Grabfeld für Kinder in Forst, die vor, während oder
kurz nach der Geburt verstorben sind.

Mit einer Feierstunde in der Kleinen Kapelle hat die Stadt Forst am 8. Juli das neue Sternenkinder-Grabfeld auf dem Hauptfriedhof offiziell eingeweiht.
Mit einer Feierstunde wurde das neue Sternenkinder-Grabfeld auf dem Hauptfriedhof in Forst offiziell eingeweiht. Der naturnah gestaltete Erinnerungsort bietet Familien einen würdevollen Platz für Trauer, Trost und stilles Gedenken.
Luftbild: Frank Junge

Forst (MB). Mit einer Feierstunde in der Kleinen Kapelle hat die Stadt Forst am 8. Juli das neue Sternenkinder-Grabfeld auf dem Hauptfriedhof offiziell eingeweiht. Der besondere Erinnerungsort soll Familien, die ihr Kind während der Schwangerschaft, vor, bei oder kurz nach der Geburt verloren haben, einen würdevollen Platz für Trauer, Erinnerung und Trost bieten.

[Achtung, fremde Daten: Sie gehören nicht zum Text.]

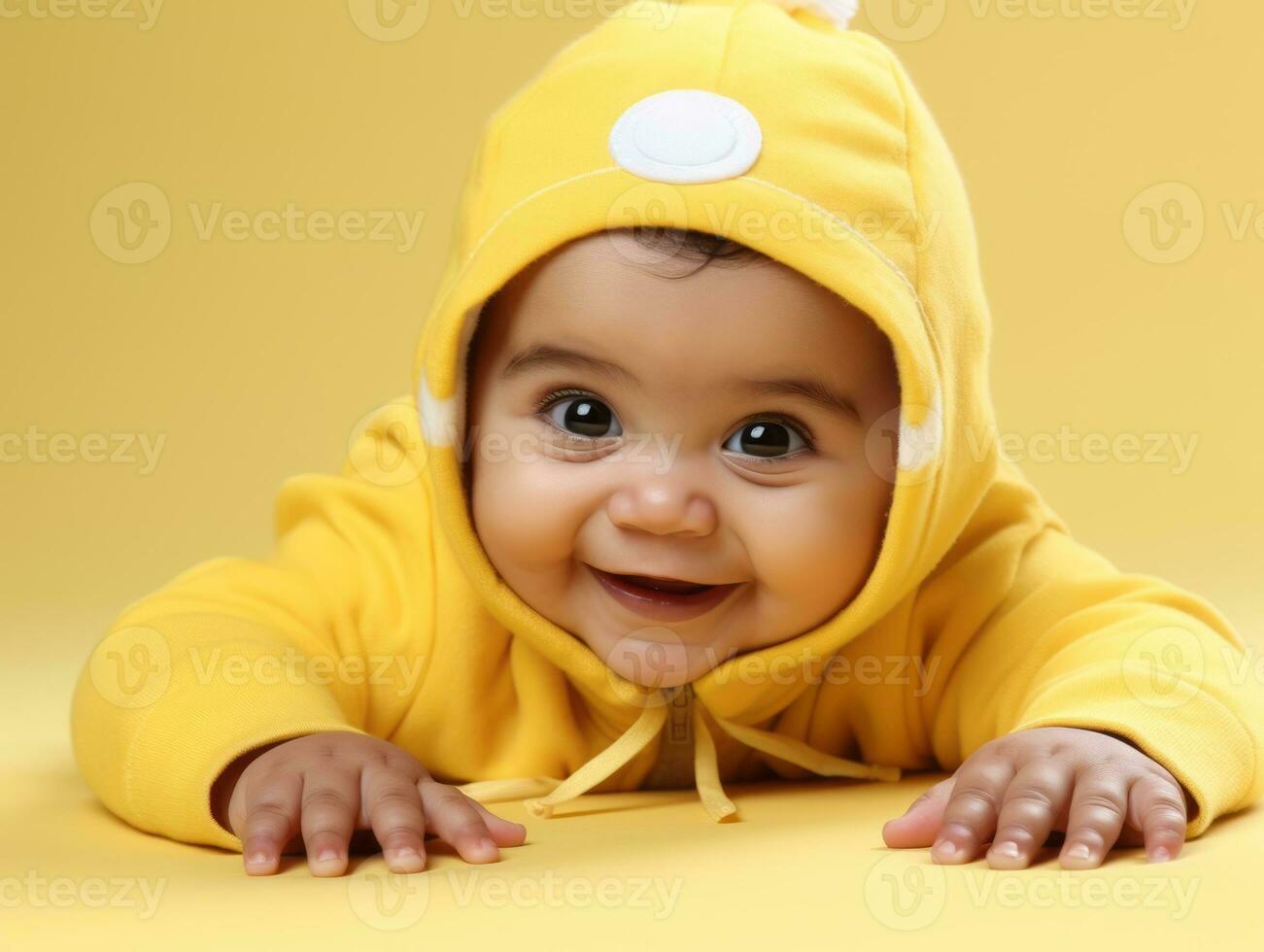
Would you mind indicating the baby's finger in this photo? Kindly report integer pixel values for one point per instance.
(504, 833)
(1033, 801)
(271, 819)
(973, 808)
(331, 803)
(1159, 812)
(457, 819)
(920, 822)
(1099, 806)
(392, 805)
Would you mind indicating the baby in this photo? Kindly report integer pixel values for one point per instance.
(700, 485)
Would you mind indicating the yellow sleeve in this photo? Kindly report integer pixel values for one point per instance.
(1027, 628)
(331, 632)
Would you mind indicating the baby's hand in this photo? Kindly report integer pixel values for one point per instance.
(314, 792)
(1017, 789)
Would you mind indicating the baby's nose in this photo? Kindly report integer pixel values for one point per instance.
(663, 506)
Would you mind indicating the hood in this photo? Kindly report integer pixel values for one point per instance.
(666, 113)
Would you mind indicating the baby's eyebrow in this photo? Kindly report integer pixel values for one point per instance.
(549, 356)
(809, 389)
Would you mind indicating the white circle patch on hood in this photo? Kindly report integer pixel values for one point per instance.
(687, 135)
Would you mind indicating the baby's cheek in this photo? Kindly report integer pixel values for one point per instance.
(811, 550)
(526, 511)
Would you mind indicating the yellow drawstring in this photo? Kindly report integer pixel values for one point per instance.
(547, 792)
(802, 755)
(706, 771)
(595, 771)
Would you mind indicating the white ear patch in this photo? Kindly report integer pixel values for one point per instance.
(840, 12)
(920, 445)
(437, 416)
(687, 135)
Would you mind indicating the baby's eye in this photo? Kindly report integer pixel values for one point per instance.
(584, 416)
(767, 437)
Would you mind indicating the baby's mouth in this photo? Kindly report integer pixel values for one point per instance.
(663, 598)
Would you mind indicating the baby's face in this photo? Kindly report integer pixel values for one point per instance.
(626, 425)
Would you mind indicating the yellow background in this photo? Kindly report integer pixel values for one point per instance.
(256, 359)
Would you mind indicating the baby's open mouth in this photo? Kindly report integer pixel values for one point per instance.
(663, 598)
(658, 584)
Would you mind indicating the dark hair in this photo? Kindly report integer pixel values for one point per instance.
(694, 246)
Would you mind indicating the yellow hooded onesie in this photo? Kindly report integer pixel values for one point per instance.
(379, 612)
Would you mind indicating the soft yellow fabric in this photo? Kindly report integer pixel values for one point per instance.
(978, 584)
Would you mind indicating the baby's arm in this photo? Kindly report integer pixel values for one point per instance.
(330, 633)
(1077, 698)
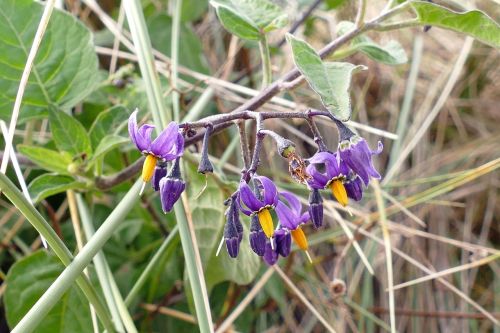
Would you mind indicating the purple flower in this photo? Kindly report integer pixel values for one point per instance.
(259, 202)
(283, 242)
(316, 208)
(171, 188)
(333, 176)
(354, 188)
(354, 151)
(233, 230)
(270, 255)
(158, 174)
(168, 146)
(291, 216)
(257, 237)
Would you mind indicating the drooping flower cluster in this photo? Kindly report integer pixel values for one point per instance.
(345, 172)
(167, 147)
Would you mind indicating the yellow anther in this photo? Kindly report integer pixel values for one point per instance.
(266, 222)
(300, 238)
(339, 192)
(148, 167)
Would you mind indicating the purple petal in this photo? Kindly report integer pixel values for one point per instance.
(163, 143)
(293, 202)
(270, 191)
(248, 198)
(170, 191)
(286, 216)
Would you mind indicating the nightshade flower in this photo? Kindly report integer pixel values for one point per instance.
(333, 177)
(259, 203)
(171, 188)
(257, 237)
(291, 218)
(233, 230)
(354, 188)
(168, 146)
(354, 151)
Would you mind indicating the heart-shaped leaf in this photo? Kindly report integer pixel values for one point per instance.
(65, 68)
(331, 81)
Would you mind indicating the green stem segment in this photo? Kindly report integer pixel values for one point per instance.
(267, 74)
(74, 270)
(55, 243)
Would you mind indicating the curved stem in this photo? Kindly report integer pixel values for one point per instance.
(56, 244)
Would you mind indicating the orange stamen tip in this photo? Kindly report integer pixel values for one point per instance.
(300, 238)
(266, 222)
(148, 167)
(339, 192)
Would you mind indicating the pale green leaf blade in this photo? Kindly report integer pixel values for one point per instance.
(331, 81)
(49, 184)
(474, 23)
(236, 24)
(47, 159)
(28, 279)
(208, 219)
(69, 134)
(65, 68)
(249, 19)
(107, 121)
(108, 143)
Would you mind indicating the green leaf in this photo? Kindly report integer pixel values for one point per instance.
(28, 279)
(49, 184)
(68, 134)
(108, 121)
(474, 23)
(65, 68)
(108, 143)
(331, 81)
(249, 19)
(47, 159)
(208, 218)
(190, 54)
(391, 53)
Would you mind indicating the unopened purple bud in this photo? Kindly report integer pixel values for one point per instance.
(158, 174)
(257, 237)
(316, 208)
(283, 242)
(171, 188)
(270, 255)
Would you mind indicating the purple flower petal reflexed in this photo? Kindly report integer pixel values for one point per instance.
(168, 146)
(354, 188)
(270, 255)
(257, 237)
(250, 203)
(283, 242)
(358, 157)
(333, 169)
(158, 174)
(291, 216)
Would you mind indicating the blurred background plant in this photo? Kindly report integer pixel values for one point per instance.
(431, 97)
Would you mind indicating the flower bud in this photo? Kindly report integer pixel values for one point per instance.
(231, 234)
(316, 208)
(257, 237)
(158, 174)
(171, 188)
(283, 242)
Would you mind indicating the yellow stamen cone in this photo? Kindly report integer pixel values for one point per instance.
(300, 239)
(148, 168)
(339, 192)
(266, 222)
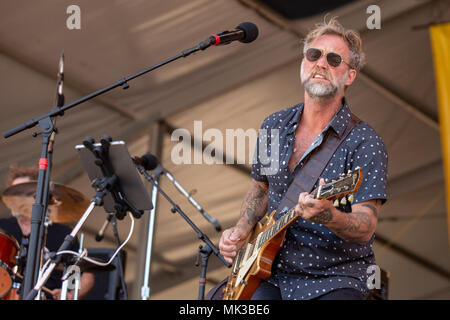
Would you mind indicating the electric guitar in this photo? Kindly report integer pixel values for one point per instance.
(254, 261)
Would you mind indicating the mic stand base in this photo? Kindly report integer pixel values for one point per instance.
(42, 280)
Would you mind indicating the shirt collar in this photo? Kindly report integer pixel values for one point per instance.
(338, 123)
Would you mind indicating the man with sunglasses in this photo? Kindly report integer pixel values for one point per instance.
(327, 252)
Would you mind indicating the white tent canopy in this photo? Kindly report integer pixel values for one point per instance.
(230, 87)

Die Idee für das Grabfeld entstand aus Anregungen von Bestattungsunternehmen, Hebammen, Trauerrednern und Seelsorgern sowie aus persönlichen Erfahrungen betroffener Familien. Ziel war es, einen geschützten Ort zu schaffen, an dem Trauer sichtbar werden darf und Betroffene einen Raum zum Abschiednehmen finden.

Das neue Grabfeld wurde im Rahmen der Friedhofsentwicklungskonzeption auf einer bislang ungenutzten Grünfläche des Hauptfriedhofs angelegt. Die zentral gelegene und barrierefrei erreichbare Anlage fügt sich harmonisch in die denkmalgeschützte Umgebung ein.

Das rund 34 Meter lange und 7,5 Meter breite Areal ist naturnah gestaltet und von einer Hecke umgeben. Eine hölzerne Brücke symbolisiert den Eingang in den „Sternenhimmel“. Als Grabzeichen dienen unterschiedlich große Sterne, die mit einer Einfassung aus Granitpflaster versehen sind. Dort können Blumen, Kerzen oder persönliche Erinnerungsstücke abgelegt werden. Auf Wunsch kann zudem ein Namensschild des Kindes angebracht werden.
Holzbänke laden zum Verweilen ein, während Hortensien, Edelrosen, Hochstammrosen und Stauden für eine ruhige und würdevolle Atmosphäre sorgen.
Mit dem Sternenkinder-Grabfeld erweitert die Stadt Forst ihr Angebot auf dem Hauptfriedhof um einen wichtigen Baustein einer modernen Trauer- und Bestattungskultur. Zugleich soll der neue Erinnerungsort ein Zeichen des Mitgefühls setzen und deutlich machen, dass auch die oft stille Trauer um ein Sternenkind ihren Platz in der Gesellschaft hat.

Die Stadt dankt allen Beteiligten, die die Planung und Umsetzung des Projekts unterstützt und damit zur Entstehung dieses besonderen Ortes beigetragen haben.